Finding and exploiting holes in software features
With the holiday season fast approaching, and being so in the spirit of giving, I thought I’d compile a list of the top features that led to security issues I discovered with co-researcher Billy Rios.
With the New Year on its way, this should give the developers out there a chance to come up with some New Year’s resolutions regarding the lessons learned from a year in the wild world of computer security.
Picasa’s Button Import Feature and Built-in Web Browser/Server
Google’s Picasa includes a button import feature that can be accessed from a URI. This feature is actually quite useful; as it allows a user to click a link and import an XML description of a button into Picasa that when clicked will post images to Tabblo or Flickr albums. This is done with a Java applet that requires user interaction before upload.

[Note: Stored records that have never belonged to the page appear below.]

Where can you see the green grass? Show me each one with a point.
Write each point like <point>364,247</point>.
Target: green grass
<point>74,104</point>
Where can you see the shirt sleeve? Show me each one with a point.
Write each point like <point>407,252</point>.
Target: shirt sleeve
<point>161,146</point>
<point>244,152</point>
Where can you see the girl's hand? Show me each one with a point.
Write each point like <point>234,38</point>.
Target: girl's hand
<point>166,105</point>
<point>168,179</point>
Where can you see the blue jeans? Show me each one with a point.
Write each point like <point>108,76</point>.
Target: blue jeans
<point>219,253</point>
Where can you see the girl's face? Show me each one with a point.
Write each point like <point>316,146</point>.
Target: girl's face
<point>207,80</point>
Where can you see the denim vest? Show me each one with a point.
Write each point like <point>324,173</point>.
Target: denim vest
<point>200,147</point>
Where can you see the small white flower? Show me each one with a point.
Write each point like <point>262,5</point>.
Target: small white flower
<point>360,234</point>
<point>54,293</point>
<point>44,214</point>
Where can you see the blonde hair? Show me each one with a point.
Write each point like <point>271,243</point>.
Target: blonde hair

Unfortunately, URIs are also accessible to attackers through cross-site scripting (XSS), so an attacker can XSS a Picasa user, load Flash which doesn’t do DNS pinning (this JUST missed our list), and then steal the user’s images without any interaction or confirmation.
I use Picasa to modify my pictures, but I can’t help worrying about the built-in web browser and web server that Picasa includes. Sure, the server is bound to the local loopback, but we can access it through Flash loaded in Picasa’s built-in browser as mentioned above. We could use the Flash we loaded in the built-in browser to attack the built-in server as well, which may lead to more vulnerabilities.
Starting web servers on the local loopback appears to be a design pattern for Google as Google Desktop does the same. From a features standpoint, this may provide a rich environment for extending applications. It’s important to consider the task at hand, and in the case of an application that is being used for photo editing, I have a hard time finding justification for having any service running.